Der Firmeninhaber der Firma G hat stellvertretend für die Baufirma unterschrieben und benötigt dafür eine Vollmacht. Diese Vollmacht soll nachgereicht werden, was bisher nicht geschehen ist. Der Grundstückskauf hat mit dem Hauskauf erstmal nix zu tun (verschiedene Verträge), allerdings hängt der Hausbau direkt mit dem Grundstück zusammen, so zumindest in diesem hypothetischen Beispiel!

Viele Grüße,

Wizz

Hallo,
dann hat der Käufer (abgesehen von Schadenersatzansprüchen) Pech! Ein Vertrag, der eine notarielle Form erfordert und von einer Partei ohne Vertretungsmacht unterschrieben wurde, ist nicht rechtsgültig für diese abgegeben. Er steht unter der Einschränkung der nachzuweisenden Vollmacht und ist in der Regel schwebend unwirksam. Ob sich eine Bank und ein Notar darauf einlassen, sowas durch die Gegend zu schicken bzw. zur Auszahlungsgrundlage eines Grundschulddarlehens zu machen, ist Sache dieser beiden und „normalerweise“ ausgeschlossen (das speziell bei der Bank „hinterlegte“ Haus ist z.B. Grundlage der Ermittlung der Beleihungshöhe…).

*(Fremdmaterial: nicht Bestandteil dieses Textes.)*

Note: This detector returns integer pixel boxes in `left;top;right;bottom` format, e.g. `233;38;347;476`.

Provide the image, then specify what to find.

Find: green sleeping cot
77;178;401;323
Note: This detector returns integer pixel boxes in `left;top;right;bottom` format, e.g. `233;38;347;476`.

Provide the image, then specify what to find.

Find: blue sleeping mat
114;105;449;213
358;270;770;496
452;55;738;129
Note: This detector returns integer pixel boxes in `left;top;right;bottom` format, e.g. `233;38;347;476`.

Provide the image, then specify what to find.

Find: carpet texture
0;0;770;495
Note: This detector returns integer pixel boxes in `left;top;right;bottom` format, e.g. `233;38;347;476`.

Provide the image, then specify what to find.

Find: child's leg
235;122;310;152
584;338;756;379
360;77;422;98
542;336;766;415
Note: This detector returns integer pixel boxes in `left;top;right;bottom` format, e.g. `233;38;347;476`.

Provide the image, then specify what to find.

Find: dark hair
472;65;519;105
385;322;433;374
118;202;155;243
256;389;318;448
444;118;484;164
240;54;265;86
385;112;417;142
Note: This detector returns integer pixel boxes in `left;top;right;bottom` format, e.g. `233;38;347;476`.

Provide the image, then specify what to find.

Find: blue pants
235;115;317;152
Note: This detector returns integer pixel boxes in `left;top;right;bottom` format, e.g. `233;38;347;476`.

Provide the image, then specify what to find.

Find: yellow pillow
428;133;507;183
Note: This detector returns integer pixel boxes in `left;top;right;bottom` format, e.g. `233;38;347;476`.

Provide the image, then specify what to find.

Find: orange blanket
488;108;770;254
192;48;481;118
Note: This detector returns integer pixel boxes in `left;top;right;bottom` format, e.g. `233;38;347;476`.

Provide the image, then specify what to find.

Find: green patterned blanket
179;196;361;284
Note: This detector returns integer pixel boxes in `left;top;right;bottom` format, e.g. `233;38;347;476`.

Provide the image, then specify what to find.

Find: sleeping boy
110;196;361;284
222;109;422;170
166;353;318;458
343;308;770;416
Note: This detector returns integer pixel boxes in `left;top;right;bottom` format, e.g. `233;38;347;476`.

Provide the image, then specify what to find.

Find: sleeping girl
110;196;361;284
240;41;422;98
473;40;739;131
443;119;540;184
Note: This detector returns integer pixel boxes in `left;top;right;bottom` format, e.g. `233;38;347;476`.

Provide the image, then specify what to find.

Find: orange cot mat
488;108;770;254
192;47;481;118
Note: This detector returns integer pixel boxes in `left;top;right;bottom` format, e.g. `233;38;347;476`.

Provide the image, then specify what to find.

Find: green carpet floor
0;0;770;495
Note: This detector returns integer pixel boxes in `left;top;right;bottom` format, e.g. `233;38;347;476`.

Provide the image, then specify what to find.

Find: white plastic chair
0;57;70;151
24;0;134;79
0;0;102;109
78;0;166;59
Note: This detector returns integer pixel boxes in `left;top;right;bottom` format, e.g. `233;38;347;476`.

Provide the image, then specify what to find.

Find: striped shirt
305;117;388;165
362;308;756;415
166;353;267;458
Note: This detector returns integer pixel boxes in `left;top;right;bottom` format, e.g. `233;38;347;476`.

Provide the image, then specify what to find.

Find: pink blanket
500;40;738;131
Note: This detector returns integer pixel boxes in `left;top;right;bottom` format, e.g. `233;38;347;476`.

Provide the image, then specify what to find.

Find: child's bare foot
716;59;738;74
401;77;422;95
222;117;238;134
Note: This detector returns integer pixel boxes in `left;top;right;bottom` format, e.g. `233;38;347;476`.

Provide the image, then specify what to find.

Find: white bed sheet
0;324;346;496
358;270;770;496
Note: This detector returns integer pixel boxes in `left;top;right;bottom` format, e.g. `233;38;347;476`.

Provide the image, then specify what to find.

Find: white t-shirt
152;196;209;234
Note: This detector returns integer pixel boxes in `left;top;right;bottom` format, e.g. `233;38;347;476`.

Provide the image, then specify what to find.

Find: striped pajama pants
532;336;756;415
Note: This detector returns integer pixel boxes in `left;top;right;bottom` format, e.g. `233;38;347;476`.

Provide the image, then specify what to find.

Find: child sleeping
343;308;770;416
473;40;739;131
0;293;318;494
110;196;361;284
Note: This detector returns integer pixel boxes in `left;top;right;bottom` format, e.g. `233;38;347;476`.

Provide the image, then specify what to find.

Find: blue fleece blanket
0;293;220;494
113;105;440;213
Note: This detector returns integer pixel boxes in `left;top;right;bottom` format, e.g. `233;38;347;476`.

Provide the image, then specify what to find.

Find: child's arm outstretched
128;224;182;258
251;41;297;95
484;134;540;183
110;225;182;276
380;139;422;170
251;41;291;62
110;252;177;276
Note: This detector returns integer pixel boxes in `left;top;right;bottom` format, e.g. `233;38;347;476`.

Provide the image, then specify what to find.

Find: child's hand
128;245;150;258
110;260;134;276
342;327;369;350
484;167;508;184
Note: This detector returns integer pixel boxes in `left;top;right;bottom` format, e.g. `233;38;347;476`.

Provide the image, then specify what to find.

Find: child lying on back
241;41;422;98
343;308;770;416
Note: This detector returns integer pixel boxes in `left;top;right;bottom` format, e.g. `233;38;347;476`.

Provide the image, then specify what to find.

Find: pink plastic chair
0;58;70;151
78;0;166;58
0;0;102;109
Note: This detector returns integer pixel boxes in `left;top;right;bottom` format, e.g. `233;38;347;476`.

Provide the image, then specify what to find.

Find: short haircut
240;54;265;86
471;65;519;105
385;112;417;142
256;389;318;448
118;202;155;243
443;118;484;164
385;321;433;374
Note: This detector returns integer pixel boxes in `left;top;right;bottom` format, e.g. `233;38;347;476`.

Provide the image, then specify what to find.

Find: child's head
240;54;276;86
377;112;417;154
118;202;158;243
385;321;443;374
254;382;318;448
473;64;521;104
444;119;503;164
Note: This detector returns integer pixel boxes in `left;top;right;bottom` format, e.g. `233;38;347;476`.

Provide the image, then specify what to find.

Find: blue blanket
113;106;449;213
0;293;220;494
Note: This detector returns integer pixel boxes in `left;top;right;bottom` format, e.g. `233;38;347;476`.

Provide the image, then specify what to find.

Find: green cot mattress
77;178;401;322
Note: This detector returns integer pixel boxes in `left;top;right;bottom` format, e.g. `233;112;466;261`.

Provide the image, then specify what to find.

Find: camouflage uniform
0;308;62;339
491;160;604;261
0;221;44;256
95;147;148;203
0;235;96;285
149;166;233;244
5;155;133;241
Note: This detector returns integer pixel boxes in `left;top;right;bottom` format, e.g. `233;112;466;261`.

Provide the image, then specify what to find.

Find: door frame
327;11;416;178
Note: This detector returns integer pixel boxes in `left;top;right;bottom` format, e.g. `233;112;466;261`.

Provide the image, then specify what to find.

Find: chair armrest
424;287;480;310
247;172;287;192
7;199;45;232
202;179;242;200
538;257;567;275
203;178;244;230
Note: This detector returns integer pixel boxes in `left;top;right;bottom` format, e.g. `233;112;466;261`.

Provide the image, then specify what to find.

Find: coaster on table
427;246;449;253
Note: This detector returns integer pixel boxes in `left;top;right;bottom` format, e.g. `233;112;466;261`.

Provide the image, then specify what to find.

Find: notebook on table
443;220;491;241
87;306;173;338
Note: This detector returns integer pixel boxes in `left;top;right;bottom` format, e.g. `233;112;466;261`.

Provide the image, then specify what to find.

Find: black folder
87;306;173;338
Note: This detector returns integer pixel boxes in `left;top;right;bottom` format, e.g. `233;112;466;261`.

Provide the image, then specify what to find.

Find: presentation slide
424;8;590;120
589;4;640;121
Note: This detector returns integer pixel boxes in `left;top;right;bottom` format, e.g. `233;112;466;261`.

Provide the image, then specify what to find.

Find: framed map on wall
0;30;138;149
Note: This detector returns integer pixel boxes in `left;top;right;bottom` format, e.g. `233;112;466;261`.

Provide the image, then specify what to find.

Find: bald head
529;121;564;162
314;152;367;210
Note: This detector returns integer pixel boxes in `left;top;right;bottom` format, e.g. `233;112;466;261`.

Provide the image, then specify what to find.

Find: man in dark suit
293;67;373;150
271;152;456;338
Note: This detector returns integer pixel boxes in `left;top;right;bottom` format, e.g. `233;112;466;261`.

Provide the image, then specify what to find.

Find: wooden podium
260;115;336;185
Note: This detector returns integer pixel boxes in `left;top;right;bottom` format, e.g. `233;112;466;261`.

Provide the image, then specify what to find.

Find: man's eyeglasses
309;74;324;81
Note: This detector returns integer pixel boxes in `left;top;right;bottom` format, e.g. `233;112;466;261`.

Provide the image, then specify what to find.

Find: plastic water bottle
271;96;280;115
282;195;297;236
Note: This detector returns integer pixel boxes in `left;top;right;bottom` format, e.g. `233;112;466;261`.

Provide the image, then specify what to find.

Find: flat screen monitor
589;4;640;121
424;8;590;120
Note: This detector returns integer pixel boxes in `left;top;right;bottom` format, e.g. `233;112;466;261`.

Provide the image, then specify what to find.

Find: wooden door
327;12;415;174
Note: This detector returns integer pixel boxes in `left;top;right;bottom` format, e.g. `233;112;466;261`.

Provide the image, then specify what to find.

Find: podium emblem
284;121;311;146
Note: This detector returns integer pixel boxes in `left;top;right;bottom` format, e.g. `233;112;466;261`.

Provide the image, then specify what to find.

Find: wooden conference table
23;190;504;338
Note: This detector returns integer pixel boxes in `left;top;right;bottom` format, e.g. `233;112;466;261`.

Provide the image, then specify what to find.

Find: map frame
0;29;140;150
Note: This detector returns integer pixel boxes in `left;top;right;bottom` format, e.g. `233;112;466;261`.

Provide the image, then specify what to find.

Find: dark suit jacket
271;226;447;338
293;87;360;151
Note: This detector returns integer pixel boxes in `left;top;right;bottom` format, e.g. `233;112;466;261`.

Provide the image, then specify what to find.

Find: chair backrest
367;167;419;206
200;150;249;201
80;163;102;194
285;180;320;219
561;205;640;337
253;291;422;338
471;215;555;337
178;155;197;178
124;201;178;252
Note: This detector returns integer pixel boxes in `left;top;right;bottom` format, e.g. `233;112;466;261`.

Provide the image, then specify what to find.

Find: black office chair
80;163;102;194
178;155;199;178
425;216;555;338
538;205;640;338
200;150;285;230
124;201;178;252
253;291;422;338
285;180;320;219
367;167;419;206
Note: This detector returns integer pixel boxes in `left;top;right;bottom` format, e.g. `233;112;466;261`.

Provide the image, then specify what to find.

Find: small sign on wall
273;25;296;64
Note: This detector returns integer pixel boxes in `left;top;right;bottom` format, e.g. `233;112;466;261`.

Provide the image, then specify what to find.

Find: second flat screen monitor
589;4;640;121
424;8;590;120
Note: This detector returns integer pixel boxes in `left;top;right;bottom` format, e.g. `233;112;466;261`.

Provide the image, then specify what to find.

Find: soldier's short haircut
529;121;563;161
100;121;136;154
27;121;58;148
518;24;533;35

Das alles interessiert den Vertragspartner eines getrennt davon abgeschlossenen Grundstücksgeschäftes nicht wirklich…

Man könnte bestenfalls versuchen, beim Bauträger „Dampf“ zu machen, Schadenersatz für die anfallenden Zinsen (z.B. in Form schönerer Fliesen :wink:) zu fordern oder vom Bauträgervertrag zurücktreten (was nicht wirklich schnell von der drohenden Zinslast befreit…). Das sollte aber der Notar einem besser erklären können.

Gruß vom
Schnabel

Hallo Schnabel,

vielen Dank für Deine Auskunft! Im hypothetischen Beispiel würde die Käuferpartei jetzt wahrscheinlich Druck machen…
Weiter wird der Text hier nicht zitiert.